Winchell moved to Pennsylvania for awhile and was clean and sober and working, Haghkerdar said, but she reverted to her old ways during her monthly visits home to see her daughter, Katerina, who lives with Haghkerdar.
“She fell back in with the same crowd,” Haghkerdar said. “She truly loved Katerina above and beyond all else, but unfortunately, she couldn’t control the urges you get when you’re taking drugs.”
The Bangor woman’s trials were part of her obituary and her remembrance service, which also was filled with stories of her adoption, her love of hockey and performing, her competitive nature and happier times.
“It wasn’t something that we beat around the bush about,” Winchell’s cousin Jeremy Ewing said while standing near the front steps of the church used by more than 100 friends and loved ones to exit the building.
Ewing used Winchell’s Facebook posts to tell her story during the memorial, including one post that read, “Satan offers sinful pleasures but always hides the price tag.”
He spoke to her a couple months before her death.
“She told me she was using heroin. I did a little research and found out it’s an epidemic in Maine,” said Ewing, who lives in New Jersey. “It’s all over the country. Heroin and fentanyl have been taking wonderful people down in a big way.”
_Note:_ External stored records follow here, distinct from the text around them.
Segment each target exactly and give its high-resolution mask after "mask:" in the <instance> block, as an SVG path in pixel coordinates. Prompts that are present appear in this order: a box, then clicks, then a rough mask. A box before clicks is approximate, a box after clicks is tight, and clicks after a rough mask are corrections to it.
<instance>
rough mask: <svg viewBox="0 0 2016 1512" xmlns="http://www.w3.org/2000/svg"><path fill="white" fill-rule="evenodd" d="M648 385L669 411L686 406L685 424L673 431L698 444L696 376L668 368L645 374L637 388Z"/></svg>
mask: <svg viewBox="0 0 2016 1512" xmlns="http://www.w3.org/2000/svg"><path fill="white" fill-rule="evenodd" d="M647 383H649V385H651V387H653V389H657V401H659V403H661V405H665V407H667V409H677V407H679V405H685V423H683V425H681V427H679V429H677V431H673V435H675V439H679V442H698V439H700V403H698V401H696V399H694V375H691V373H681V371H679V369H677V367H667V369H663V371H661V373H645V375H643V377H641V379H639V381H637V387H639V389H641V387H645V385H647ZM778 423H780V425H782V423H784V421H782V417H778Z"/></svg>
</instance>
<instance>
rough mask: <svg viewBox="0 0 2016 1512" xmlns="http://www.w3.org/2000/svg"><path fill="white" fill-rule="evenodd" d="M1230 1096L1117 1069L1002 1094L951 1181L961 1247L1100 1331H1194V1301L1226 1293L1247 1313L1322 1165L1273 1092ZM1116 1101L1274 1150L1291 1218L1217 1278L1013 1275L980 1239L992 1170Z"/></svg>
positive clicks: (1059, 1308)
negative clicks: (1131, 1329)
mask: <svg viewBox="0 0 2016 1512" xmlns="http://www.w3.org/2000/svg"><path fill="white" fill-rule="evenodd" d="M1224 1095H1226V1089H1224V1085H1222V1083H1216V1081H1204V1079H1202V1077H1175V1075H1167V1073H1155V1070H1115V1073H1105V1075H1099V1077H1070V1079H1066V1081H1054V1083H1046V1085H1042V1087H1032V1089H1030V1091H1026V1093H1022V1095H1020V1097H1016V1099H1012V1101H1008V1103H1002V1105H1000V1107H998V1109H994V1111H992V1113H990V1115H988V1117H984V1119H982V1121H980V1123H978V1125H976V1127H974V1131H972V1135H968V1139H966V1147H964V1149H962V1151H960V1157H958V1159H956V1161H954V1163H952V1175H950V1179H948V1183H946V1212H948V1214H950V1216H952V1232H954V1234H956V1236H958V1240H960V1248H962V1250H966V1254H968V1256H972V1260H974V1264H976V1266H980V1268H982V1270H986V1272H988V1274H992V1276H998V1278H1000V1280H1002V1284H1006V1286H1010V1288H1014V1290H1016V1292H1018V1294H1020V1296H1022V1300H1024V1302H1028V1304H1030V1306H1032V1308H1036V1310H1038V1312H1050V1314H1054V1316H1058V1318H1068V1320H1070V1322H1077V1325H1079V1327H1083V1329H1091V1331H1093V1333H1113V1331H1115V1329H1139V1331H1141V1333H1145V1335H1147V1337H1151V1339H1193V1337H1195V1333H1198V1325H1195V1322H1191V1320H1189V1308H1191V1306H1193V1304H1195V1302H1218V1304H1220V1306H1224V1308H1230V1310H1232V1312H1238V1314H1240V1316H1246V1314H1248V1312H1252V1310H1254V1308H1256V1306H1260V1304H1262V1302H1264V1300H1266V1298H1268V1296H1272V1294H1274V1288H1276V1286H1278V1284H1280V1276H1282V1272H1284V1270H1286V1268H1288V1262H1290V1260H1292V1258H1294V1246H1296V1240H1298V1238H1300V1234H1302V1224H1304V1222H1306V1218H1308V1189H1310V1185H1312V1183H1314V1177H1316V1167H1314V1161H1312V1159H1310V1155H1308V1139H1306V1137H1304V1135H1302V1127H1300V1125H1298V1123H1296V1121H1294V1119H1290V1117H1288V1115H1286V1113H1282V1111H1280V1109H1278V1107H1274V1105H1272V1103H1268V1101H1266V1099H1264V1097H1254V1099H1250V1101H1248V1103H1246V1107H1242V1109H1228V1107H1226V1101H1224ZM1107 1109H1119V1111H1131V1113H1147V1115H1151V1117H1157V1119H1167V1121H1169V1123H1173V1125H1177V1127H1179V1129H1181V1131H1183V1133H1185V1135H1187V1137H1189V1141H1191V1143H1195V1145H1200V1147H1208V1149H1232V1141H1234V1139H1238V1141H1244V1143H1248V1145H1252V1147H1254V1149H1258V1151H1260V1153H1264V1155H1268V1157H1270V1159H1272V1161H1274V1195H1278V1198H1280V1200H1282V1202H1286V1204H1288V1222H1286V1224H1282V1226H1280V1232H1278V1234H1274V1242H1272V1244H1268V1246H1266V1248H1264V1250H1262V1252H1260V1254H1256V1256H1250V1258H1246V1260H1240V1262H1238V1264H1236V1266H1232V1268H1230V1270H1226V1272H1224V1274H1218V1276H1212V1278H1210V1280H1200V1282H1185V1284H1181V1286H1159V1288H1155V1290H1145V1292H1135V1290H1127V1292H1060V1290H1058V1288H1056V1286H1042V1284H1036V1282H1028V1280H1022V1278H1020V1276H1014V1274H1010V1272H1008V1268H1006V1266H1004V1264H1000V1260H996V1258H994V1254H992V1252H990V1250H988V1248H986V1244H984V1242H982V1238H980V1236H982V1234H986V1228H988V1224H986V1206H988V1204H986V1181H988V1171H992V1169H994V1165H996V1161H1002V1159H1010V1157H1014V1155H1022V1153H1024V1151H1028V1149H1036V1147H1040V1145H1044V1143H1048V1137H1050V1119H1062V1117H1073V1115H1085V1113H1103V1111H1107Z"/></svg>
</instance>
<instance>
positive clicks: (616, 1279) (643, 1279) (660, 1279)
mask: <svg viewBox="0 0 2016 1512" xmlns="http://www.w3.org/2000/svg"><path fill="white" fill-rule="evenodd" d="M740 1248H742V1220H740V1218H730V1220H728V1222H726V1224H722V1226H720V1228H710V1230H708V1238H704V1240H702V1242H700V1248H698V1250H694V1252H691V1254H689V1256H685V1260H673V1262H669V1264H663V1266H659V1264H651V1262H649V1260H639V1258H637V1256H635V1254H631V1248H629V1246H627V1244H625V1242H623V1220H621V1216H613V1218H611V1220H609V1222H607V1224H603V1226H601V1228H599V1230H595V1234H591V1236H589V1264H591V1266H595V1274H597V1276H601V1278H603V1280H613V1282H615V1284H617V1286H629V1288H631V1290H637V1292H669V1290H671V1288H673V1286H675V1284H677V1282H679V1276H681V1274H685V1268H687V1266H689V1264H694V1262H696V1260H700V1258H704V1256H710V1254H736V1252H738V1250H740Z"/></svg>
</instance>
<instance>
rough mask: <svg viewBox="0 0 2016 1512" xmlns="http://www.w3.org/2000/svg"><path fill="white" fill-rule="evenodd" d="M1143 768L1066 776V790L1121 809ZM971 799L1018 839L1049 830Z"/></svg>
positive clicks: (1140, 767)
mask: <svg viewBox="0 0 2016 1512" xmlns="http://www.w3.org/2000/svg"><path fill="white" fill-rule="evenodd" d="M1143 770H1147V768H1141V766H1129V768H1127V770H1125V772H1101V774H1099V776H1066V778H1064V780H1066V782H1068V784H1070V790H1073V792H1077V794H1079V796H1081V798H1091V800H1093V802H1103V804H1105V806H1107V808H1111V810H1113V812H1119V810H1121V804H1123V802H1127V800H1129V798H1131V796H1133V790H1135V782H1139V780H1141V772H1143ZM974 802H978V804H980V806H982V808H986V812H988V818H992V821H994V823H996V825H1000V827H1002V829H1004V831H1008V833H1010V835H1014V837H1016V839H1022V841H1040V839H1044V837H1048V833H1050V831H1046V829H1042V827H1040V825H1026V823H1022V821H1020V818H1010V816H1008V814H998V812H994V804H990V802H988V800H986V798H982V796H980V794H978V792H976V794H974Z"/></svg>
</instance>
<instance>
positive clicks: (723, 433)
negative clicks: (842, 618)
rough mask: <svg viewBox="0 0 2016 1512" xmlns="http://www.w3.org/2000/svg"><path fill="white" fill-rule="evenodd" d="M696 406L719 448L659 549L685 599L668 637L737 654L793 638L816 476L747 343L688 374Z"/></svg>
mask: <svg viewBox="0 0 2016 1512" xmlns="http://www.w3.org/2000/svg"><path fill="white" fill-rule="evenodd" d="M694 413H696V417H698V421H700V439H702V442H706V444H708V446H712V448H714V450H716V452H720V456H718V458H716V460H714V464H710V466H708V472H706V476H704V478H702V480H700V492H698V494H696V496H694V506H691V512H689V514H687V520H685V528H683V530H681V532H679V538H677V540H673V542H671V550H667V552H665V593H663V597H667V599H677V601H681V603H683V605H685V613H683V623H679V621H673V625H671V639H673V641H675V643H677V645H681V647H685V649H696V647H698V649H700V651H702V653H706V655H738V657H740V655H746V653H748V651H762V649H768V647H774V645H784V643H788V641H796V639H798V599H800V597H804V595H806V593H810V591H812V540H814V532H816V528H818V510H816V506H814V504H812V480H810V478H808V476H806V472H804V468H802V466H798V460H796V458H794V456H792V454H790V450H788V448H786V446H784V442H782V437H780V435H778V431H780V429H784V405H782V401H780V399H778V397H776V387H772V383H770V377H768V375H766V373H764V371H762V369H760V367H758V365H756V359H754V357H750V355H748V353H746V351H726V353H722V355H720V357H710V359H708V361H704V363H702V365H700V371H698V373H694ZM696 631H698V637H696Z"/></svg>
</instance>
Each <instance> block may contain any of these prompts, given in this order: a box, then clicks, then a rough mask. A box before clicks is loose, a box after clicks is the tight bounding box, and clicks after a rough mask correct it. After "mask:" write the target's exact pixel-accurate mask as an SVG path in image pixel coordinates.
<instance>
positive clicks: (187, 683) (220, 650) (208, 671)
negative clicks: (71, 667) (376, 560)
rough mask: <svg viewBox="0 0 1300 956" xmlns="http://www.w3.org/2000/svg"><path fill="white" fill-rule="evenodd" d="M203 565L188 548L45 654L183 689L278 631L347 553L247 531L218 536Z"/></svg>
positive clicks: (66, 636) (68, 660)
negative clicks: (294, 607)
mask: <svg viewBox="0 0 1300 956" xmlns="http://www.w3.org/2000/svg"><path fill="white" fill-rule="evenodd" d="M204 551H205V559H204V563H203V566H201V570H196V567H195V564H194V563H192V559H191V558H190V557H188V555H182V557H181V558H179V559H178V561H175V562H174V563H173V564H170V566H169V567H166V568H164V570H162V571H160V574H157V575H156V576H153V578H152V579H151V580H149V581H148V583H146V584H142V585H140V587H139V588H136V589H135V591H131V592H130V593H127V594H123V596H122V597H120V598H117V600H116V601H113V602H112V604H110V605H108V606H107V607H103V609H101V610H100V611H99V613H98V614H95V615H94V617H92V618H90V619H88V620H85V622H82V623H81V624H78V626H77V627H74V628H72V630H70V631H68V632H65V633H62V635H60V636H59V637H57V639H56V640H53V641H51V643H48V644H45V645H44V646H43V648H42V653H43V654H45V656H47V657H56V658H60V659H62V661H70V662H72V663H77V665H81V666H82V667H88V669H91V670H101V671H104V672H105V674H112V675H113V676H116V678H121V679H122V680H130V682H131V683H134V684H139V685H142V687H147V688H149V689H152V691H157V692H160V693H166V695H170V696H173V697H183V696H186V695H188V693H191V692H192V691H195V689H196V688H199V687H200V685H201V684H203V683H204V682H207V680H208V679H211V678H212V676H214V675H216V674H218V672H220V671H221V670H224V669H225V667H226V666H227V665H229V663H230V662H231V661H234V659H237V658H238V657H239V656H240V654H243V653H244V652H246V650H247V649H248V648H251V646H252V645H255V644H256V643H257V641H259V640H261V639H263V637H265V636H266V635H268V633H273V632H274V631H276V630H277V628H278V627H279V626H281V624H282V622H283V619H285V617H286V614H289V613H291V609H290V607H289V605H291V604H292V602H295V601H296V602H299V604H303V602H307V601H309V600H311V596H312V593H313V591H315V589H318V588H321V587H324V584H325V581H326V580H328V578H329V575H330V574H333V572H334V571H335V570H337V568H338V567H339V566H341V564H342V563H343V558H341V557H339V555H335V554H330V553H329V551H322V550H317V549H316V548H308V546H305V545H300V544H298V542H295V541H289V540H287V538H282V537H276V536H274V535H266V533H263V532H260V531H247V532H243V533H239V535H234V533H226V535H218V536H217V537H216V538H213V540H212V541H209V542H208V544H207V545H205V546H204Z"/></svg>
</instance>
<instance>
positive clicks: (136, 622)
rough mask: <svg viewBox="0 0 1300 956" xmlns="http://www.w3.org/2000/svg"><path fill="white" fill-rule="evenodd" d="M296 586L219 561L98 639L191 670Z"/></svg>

“Fentanyl is 50 times stronger than heroin,” he said later. “That means someone could take the tiniest amount and overdose.”
In the first six months of 2016, 189 people in Maine died by drug overdose, which is up 50 percent over the same time last year, according to a preliminary analysis compiled by Dr. Marcella Sorg, a University of Maine medical and forensic anthropologist who analyzes overdose deaths for the state’s attorney general who released the data last week.
Ewing said he tried to talk to his cousin about the dangers of heroin and fentanyl, which are sometimes mixed together by drug dealers, but he said, “it seems like the drug had already taken her.”
“She didn’t seem to grasp the weight of the situation,” Ewing said.
Winchell had an incredible support system with friends, family and members of her church, her mother said.
“There were hundreds of people who talked to her” about her addiction, Haghkerdar said.
“We didn’t always see eye to eye,” she added.
Her daughter’s drug overdose death is the “second one in this church in the last few months,” Haghkerdar said, mentioning the death of William Symonds, 22, who overdosed on heroin in May.
“It’s just a shame to lose my daughter and all the young people who get addicted to this drug and just don’t know what the repercussions are,” Haghkerdar said. “It’s another needless death.”